The respondents argue that, under Rem. Code, § 741, relating to the appointment of receivers, the court is authorized to appoint a receiver, “when, in the discretion of the court, it may be necessary to secure ample justice to the parties: . . .” This section gives to the court wide discretion in matters of that kind, but it was clearly never intended that, where a corporation is a solvent, going concern, a minority of the stockholders may have the corporation dissolved and its affairs wound np simply because they are not satisfied with the way the majority is conducting the corporation, especially when the majority is. acting in good faith and exercising their best judgment.
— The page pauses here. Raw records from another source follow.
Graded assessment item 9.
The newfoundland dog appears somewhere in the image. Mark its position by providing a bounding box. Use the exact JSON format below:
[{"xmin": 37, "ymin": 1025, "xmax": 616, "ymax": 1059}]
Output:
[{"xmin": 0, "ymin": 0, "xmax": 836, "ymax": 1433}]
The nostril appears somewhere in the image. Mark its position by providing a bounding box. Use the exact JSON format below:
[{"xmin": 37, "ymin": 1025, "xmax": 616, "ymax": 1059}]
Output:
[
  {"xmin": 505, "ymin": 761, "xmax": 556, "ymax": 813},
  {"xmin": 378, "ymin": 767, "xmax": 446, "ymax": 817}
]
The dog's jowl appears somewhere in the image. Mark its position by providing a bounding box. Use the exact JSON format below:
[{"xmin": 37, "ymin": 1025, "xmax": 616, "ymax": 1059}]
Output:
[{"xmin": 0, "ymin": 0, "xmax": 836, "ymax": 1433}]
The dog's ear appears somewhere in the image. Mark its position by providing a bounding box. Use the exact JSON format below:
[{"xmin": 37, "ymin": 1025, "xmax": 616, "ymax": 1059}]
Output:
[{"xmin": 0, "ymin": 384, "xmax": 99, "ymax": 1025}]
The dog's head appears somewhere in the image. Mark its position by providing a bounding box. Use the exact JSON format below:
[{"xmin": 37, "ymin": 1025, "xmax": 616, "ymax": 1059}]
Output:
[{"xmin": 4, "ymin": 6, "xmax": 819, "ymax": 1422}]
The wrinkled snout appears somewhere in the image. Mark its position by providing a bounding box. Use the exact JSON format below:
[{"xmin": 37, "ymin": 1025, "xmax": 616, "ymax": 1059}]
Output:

No contention is made in this case that the corporation is insolvent. It is plain from the evidence that, when the corporation was formed, the value of the property was $10,000, the par value of the stock. It is now worth at least, according to the testimony, $200,000, encumbered by a mortgage of $50,000. So it is apparent that the stock, which a few years ago was worth but $10 a share, is now—if the figures given upon the trial are correct—worth $100 or $150 a share. The net profits of the corporation for the last year were more than $19,000; so there can be no reasonable claim that the corporation is insolvent or liable to become so. We said, in Secord v. Wheeler Gold Min. Co., 53 Wash. 620, 102 Pac. 654, at page 625:

“The policy of the corporation, if honestly conducted, must be controlled by the majority of the stockholders. Mistakes, inadvertence, or bad policy, if honestly pursued, will not warrant the appointment of a receiver.”

That must rule this case. The respondents rely upon the case of Boothe v. Summit Coal Min. Co., 55 *448Wash. 167, 104 Pac. 207. That was a case where the stock in a corporation was held equally by two persons who could neither agree nor elect officers. One set of officers, by reason of a failure of election, claimed to hold over. These officers were not honestly conducting the corporation, because of extravagant management and increased .salaries paid to1 one of the stockholders. In that case, we said, at page 177: “After a most diligent research we have been unable to find any ca,se similar to this. It is sui generis Upon the facts in that case, we concluded that it was within the discretion of the court whether a receiver should be appointed, and that a receiver was necessary to secure ample justice to the parties; but that case is far different from this. In this case, two-thirds of the stockholders are satisfied with the management of the farm. So far as the record shows, they are conducting the farm at a profit. They are exercising their honest judgment in the management of the affairs of the corporation; and it is apparent, therefore, that no receiver should be appointed. The respondents insisted in the trial below that a monthly statement should be furnished to each of the stockholders and that this had been refused by the trustees. It was shown that this monthly statement would entail upon the manager of the farm and upon the secretary of the corporation much labor; that the secretary of the corporation was acting, as were the other trustees except the manager, without salary, and that they had devoted their time to the affairs of the company without remuneration. The evidence on the part of the appellants showed, also, that the books of the corporation were open at all times to the minority stockholders ; that they were at liberty, not only to inquire of the secretary and treasurer what the books showed, but they were at liberty to inquire of the manager at *449any time the condition of the accounts or the business of the farm; that, for the year prior to the trial, the manager of the farm had kept a diary of everything upon the farm; that the pay rolls and everything of that nature were open to inspection of the minority stockholders.

From every angle of the case, we are satisfied that the trial court was not authorized under the facts to appoint a receiver or to wind up the affairs of this solvent, going company.

The judgment appealed from is therefore reversed and the cause ordered dismissed.

Holcomb, C. J., Fullerton, and Parker, JJ., concur.